Republic Financial Holdings Ltd (RFHL), the parent company of Republic Bank, has announced a profit attributable to shareholders of $774 million for the nine-month period ended June 30, 2020.
This was a decline of $458 million or 37.2 per cent below the corresponding period last year. These results reflect the financial impact so far of the Covid-19 pandemic on the Group, mainly resulting from decreased economic activity, narrower margins due to reduced lending interest rates, waiver of fees and commissions and the setting aside of additional credit provisions to cover potential future losses, the banking group said in a statement yesterday.

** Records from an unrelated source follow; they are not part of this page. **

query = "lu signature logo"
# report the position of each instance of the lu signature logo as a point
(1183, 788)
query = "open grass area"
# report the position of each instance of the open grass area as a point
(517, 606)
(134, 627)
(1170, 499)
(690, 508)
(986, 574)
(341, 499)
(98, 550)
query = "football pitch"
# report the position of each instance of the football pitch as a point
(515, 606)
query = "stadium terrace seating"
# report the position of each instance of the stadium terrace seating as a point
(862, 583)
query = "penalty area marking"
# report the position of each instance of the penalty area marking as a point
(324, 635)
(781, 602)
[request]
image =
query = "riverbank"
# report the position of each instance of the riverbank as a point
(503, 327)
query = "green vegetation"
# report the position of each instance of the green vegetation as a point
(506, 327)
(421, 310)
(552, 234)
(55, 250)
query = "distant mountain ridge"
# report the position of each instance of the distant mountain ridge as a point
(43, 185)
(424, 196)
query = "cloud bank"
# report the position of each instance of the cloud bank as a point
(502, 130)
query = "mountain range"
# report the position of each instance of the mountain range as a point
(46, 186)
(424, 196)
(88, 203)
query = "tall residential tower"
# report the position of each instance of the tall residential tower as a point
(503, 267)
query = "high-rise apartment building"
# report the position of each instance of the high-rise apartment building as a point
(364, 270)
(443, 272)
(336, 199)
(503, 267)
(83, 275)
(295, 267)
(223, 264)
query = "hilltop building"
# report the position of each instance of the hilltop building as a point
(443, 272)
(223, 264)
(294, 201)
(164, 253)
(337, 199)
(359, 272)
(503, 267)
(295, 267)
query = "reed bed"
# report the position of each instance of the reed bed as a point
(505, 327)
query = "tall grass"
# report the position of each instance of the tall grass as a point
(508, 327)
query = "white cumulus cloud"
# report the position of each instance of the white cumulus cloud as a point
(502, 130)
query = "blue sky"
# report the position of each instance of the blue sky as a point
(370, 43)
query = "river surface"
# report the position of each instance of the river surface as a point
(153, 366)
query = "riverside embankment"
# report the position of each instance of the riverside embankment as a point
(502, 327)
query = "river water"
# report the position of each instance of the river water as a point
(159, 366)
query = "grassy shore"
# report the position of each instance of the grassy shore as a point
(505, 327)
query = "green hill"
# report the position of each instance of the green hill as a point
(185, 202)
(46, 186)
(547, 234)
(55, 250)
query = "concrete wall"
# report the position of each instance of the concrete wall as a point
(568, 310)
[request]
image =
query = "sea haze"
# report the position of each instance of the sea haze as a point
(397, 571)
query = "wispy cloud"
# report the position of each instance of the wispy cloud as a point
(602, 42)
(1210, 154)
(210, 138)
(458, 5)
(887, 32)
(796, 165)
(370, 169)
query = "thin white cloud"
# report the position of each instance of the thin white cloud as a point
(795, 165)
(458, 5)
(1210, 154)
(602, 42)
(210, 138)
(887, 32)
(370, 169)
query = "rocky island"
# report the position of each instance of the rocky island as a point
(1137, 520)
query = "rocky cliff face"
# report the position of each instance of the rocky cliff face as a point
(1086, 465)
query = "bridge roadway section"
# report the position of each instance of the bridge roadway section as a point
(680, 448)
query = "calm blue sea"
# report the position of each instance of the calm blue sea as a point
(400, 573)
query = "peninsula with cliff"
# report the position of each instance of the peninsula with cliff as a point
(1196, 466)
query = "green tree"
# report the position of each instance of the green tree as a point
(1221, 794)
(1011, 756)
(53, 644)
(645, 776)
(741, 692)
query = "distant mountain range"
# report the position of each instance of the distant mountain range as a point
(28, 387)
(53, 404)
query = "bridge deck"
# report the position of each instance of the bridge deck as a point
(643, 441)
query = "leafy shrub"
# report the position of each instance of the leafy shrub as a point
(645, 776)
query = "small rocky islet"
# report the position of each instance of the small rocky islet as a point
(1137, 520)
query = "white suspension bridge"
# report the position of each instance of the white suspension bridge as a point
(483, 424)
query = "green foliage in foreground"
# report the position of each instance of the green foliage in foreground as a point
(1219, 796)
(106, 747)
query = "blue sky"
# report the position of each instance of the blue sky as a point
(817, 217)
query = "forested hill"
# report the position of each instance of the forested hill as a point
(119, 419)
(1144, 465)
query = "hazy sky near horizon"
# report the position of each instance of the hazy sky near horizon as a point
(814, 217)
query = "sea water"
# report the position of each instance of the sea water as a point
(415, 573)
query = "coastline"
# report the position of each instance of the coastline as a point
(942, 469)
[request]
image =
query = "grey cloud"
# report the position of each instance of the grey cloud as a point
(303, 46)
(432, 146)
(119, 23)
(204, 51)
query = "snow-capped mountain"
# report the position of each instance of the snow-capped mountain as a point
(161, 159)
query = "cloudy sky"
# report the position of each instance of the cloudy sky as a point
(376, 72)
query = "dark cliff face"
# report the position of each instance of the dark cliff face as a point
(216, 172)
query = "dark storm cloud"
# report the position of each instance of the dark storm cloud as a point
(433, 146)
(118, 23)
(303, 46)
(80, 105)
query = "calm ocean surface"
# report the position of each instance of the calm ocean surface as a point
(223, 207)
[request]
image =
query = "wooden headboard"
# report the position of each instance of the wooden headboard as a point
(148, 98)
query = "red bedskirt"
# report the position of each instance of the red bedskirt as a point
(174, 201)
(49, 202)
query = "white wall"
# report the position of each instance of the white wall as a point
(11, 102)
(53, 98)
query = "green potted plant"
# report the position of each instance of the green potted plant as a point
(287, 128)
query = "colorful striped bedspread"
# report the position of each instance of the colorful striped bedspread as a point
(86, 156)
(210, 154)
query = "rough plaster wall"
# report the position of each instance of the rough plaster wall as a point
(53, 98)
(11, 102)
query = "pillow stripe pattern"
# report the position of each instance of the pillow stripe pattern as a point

“The ongoing uncertainty surrounding the current and potential impacts of the Covid pandemic demands that the group continues to exercise prudence as we navigate the way forward in the best interest of all our stakeholders,” the statement said.
In announcing the results RFHL chairman Vincent Pereira said, “Total assets stood at $105.3 billion at June 30, 2020, an increase of $19.9 billion or 23.2 per cent over the total assets at June 30, 2019.
“This increase was, in the main, due to the acquisition of Scotiabank’s banking operations in St Maarten and the Eastern Caribbean (Anguilla, Dominica, Grenada, St Kitts and Nevis, St Lucia and St Vincent and the Grenadines) on November 1, 2019 which added $12.7 billion and the acquisition of Scotiabank’s operations in the British Virgin Islands on June 1, 2020 which added a further $3.1 billion to the group’s asset base.”
He said, “We remain committed to our clients during this difficult time. In addition to the measures already instituted by the group, we are working closely with all our business clients to identify appropriate financing structures to facilitate the continued success of their respective businesses and with our retail clients to agree suitable loan repayment structures.”